04 December 2017

Against cancer and AIDS

Cancer drug cures HIV, doctors found

RIA News

The medicine that doctors used to treat an HIV-infected patient for lung cancer caused a sharp decrease in the number of cells infected with the virus, according to French doctors in a report published in the journal Annals of Oncology (Guihot et al., Drastic decline of the HIV reservoir in a patient treated with nivolumab for lung cancer).

Doctors of the oncology department of the Piti-Salpetriere Hospital in Paris (France) observe a 51-year-old patient who was recognized as HIV-positive in 1995. He was diagnosed with lung cancer in May 2015. The patient underwent surgery and chemotherapy, but less than six months later he relapsed. He was treated with a new generation drug – nivolumab (nivolumab). Since December 2016, the patient has been injected with medication every day. In total, he received 31 injections.

At the beginning of treatment, HIV was not detected in blood samples. Then, within 45 days, the number of cells with HIV increased. At the same time, the activity of T cells - cells of the immune system – increased, CD8 T cells were especially noticeably activated, which indicated the body's response to HIV. According to the authors of the article, on the 120th day of treatment, the source of HIV-infected cells showed a "sharp and constant reduction".

A carrier of HIV infection does not always get sick immediately. Suppressed by the immune system, the virus in a dormant state hides in the cells of the brain and bone marrow, in the genital tract. Neither antiviral therapy nor the weakened immune system of the patient can remove it from there. That's why if you stop taking drugs against HIV, it will begin to multiply and infect other cells. Scientists have been looking for ways to purify these reservoirs of HIV-infected cells for a long time. But so far without much success.

HIV first attacks the cells of the immune system – CD4 T-lymphocytes. Under the pressure of infection, they die en masse, not allowing the immune system to fight the disease. Actually, that's why it is called immunodeficiency syndrome, or AIDS. In the reservoir, infected CD4 T cells sleep and HIV is not produced. They are prevented from waking up by special molecules, the so–called immune control points - "killers" of T cells. Some of them – PD-1 program cells for early death. Scientists have long been looking for drugs that could activate these dormant infected cells and thus expose them to the attacks of the immune system. If successful, HIV-infected people could be completely cured.

"It is well known in oncology that drugs that block immune checkpoints, such as PD-1, effectively restore immune defenses to resist cancer. It was also believed, but it has not yet been experimentally shown that these same blockers can also awaken HIV-infected cells, which means that they raise immunity against them," he said the head of the study, the head of the oncology department, Professor Jean-Philippe Spano (Jean-Philippe Spano).
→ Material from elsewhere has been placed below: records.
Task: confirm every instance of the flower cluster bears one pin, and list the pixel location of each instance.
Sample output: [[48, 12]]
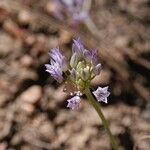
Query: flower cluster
[[73, 9], [77, 74]]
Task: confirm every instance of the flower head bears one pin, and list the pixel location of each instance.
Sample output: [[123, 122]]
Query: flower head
[[84, 66], [101, 94], [74, 102]]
Now scientists have shown for the first time that this hypothetical mechanism works on humans. "The treatment can be applied to HIV patients regardless of whether they have cancer, since the drug works on both HIV reservoirs and tumor cells," says Spano.

Despite the absence of side effects, the authors of the work warn that this is the only positive case of cure so far. The previous similar experience was unsuccessful. Scientists have yet to evaluate the results of their clinical studies, as well as trials on 50 French patients. We need to understand how toxic the drug is for people. In addition, if you identify markers that show whether the patient's immune system will respond to the drug, then treatment can be personalized.